The Early Rod Stewart Record That Featured Jimmy Page in His Pre-Zeppelin Days
If you’ve worn out your Led Zeppelin record collection but want to hear more vintage Jimmy Page, you might check on the guitar legend’s earlier work. When you hear Page play on the late recordings of The Yardbirds, it sounds like he’s gearing up for Zeppelin.
That’s exactly what Page was doing. If you’re a fan of the Led Zeppelin III track “Tangerine,” you’ve got to listen to Page’s first version with The Yardbirds. But there’s plenty more to hear from Page before he started working on his own bands.
Beginning in 1963, Page played on over 100 sessions led by other artists, many of whom became brand names. Listening to Page soar on a Joe Cocker Beatles cover is incredibly satisfying, and listening to him work with a young David Bowie offers a fascinating look at mid-’60s London.
But that barely scratches the surface of Page’s session work. In ’64, Page played at the session of then-unknown singer Rod Stewart. It was a few years before Stewart came to resent Page for what he considered Zeppelin’s close take on the Jeff Beck Group.
Jimmy Page played guitar on Rod Stewart’s debut single
After singing around London at various small club gigs, Stewart got a recording contract with Decca and headed into the studio to record his first single. At that date, he found some of the heavy hitters among session players in attendance. Along with “Big Jim” Sullivan on lead guitar, John Paul Jones played bass.
Stewart cut “Good Morning, Little Schoolgirl,” a blues standard dating back to the ’30s, which went out as his debut single. (It has not held up well.) For a B-side, Stewart recorded “I’m Gonna Move to the Outskirts of Town,” another ’30s blues composition.
For that session, Jones wasn’t the only future member of Led Zeppelin in attendance. With Big Jim on lead guitar, “Little Jim” Page played the rhythm part on the track. Neither track from Stewart’s single caught on with listeners or sold many records.
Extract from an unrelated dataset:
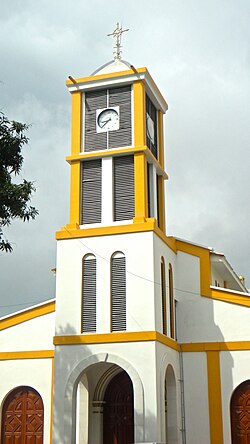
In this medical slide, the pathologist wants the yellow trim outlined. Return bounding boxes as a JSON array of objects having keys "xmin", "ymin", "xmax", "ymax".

However, the sessions did represent Stewart getting his start on a major label. In the following years, he’d bounce around a bit until he connected with Beck, the guitar giant who by then had left The Yardbirds and was starting his own group.
Stewart later took issue with Page for Led Zeppelin’s similarities to the Jeff Beck Band
Along with Stewart, Jeff Beck had brought in future Rolling Stone Ronnie Wood to play in the band, so the group definitely had a solid foundation. By summer ’68, they released Truth, a record that showcased a power trio approach centered on Beck’s virtuosic, often distorted guitars.
Truth also included the Jeff Beck Group take on “You Shook Me,” the 1962 blues composition by Willie Dixon. In Stephen Davis’ Hammer of the Gods (1985), the author describes a moment when Page played Beck the Zeppelin version of “You Shook Me,” which Page and his new band recorded late in summer ’68.
In brief, Beck couldn’t believe his old friend and bandmate had one-upped him with the Zep version. Stewart, for his part, considered Zeppelin simply another version of the Jeff Beck Group. He was still talking about it 45 years later.
“Jimmy Page definitely built Zep on us,” Stewart told USA Today in 2012. Stewart pointed to the lineup (power trio plus singer) and noted how Page was attending Jeff Beck Group shows that summer. Listening to the Beck Group on tracks like “You Shook Me” today, you hear a very standard blues feel, especially in the piano and Stewart’s vocals.
That’s not at all what Zeppelin did with the song. At that point, Robert Plant was way ahead of Stewart. (Zep’s rhythm section was also on another level.) Anyway, it’s all water under the bridge, as Stewart acknowledged in 2012. But, by the way, had Stewart heard of The Who? That was another power trio with a blonde singer and distorted guitars. They formed in 1964.